Auch die Anstaltspsychologin befragte Al-Bakr am Dienstag mithilfe eines zweiten, inzwischen engagierten Dolmetschers, wie die JVA-Chefs sagen. Sie sei 52 Jahre alt und sehr erfahren, im Vollzug arbeite sie seit 2001. Mehr wird über sie nicht preisgegeben, und mit Journalisten will sie nicht sprechen. Klar ist, dass die Psychologin etwa eine Stunde lang mit Al-Bakr redete. Er sei zunächst verschlossen gewesen, berichtete sie, dann aber zunehmend offener geworden. Ein zweiter Gesprächstermin wurde vereinbart: für Freitag, also drei Tage später. Mit dem Hungerstreik verfolge Al-Bakr wohl ein Ziel, schlussfolgerte die Psychologin: Er wolle entweder entlassen oder in die Türkei abgeschoben werden. Zwar bestehe latente Suizidgefahr, und Al-Bakrs Zelle müsse regelmäßig kontrolliert werden. Aber in den sogenannten BgH – den besonders gesicherten Haftraum – müsse der Gefangene nicht. Rund um die Uhr, ohne Unterbrechung, müsse er nicht beobachtet werden.

Im Besprechungszimmer mit der Ahnengalerie erzählt Rolf Jacob, dass er mit der Psychologin über all das noch einmal gesprochen habe. Sie habe ihm gesagt, sie würde heute nicht anders entscheiden. Zweifel an sich selber? Keine.

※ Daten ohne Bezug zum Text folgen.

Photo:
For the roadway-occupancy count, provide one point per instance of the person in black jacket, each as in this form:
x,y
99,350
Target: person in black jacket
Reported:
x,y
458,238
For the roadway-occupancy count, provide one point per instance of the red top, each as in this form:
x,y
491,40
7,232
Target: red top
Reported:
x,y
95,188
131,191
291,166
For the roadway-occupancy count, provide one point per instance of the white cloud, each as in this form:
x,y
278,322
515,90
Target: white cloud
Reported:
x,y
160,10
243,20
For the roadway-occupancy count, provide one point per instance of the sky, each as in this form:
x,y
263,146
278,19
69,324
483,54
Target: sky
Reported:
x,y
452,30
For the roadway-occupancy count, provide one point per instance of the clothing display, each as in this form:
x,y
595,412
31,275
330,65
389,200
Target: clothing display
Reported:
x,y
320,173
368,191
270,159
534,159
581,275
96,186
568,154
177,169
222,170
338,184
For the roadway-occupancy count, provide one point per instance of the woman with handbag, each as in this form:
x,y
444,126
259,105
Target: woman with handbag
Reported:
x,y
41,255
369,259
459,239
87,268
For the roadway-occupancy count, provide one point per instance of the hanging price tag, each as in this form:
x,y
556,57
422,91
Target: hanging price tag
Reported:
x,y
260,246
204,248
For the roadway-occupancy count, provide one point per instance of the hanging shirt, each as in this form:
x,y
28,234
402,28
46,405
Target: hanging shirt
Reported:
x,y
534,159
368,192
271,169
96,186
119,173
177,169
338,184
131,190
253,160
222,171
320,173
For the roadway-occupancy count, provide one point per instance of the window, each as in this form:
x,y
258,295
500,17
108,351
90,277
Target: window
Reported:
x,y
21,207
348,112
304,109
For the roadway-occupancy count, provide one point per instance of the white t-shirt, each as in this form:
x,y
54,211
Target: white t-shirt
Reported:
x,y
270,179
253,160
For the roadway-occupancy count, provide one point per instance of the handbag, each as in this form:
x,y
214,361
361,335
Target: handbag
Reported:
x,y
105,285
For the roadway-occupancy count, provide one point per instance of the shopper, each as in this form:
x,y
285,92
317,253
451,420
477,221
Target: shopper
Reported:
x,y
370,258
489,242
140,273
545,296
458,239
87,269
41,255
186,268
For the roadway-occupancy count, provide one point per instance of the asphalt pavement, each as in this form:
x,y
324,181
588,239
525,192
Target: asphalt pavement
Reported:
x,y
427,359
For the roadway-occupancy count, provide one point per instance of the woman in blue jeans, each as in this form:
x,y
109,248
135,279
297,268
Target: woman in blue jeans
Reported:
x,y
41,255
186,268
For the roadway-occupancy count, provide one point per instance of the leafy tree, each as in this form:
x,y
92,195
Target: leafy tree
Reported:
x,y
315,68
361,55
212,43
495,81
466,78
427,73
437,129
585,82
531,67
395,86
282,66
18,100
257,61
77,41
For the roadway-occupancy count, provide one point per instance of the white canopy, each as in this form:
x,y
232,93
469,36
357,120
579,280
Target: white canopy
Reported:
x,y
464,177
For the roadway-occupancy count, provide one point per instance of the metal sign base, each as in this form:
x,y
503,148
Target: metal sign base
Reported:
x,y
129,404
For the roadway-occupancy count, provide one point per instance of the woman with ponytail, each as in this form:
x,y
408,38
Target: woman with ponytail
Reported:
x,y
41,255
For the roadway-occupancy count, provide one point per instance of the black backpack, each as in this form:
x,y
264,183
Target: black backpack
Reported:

In den Stunden nach dem Gespräch mit der Psychologin gab es weitere Warnsignale, die das Personal fehldeutete. Einmal riss Al-Bakr in seiner Zelle die Lampe aus der Decke. Eine flache, fest verschraubte Leuchte. Ein anderes Mal manipulierte er eine Steckdose und stopfte Klopapier hinein. Der stellvertretende Anstaltsleiter Jörg Hoppach deutete das so: Al-Bakr versuchte, die Mitarbeiter im Knast auszutricksen. Der Gefangene wollte herausfinden, ob man in der JVA für Chaos sorgen kann, Chaos, das sich möglicherweise für einen Ausbruch nutzen ließe. Hoppach sagt: "Die Einschätzung, die wir getroffen haben, lautete: Der Mann ist gefährlich. Er versucht, uns zu testen." Gelegentlich komme es vor, dass Gefangene ihre Zelle anzünden – so erreichten sie, verlegt zu werden. Hoppach hielt sich an die Vorschriften, erkannte aber nicht, dass die Vorschriften nicht genügten für diesen besonderen Gefangenen.

Eigentlich sind die Behörden in Sachsen stolz auf ihre Gefängnisse. Weil es dort so menschlich zugeht. In Justizkreisen ist Sachsens Vollzug bekannt dafür, besonders viele Mal- und Theaterkurse anzubieten und die Insassen seltener als anderswo in den besonders gesicherten Haftraum zu schicken. Willi Schmid, der Abteilungsleiter für Justizvollzug im sächsischen Justizministerium, genießt unter seinen Kollegen den Ruf, ein liberaler Mann zu sein. Er kam aus Baden-Württemberg nach Sachsen und konnte hier seine Vorstellungen von einem sensiblen Umgang mit den Häftlingen umsetzen. Gegenüber seinen Mitarbeitern soll Schmid einen ruppigen Ton pflegen, gegenüber Gefangenen, heißt es, fordere er Sensibilität.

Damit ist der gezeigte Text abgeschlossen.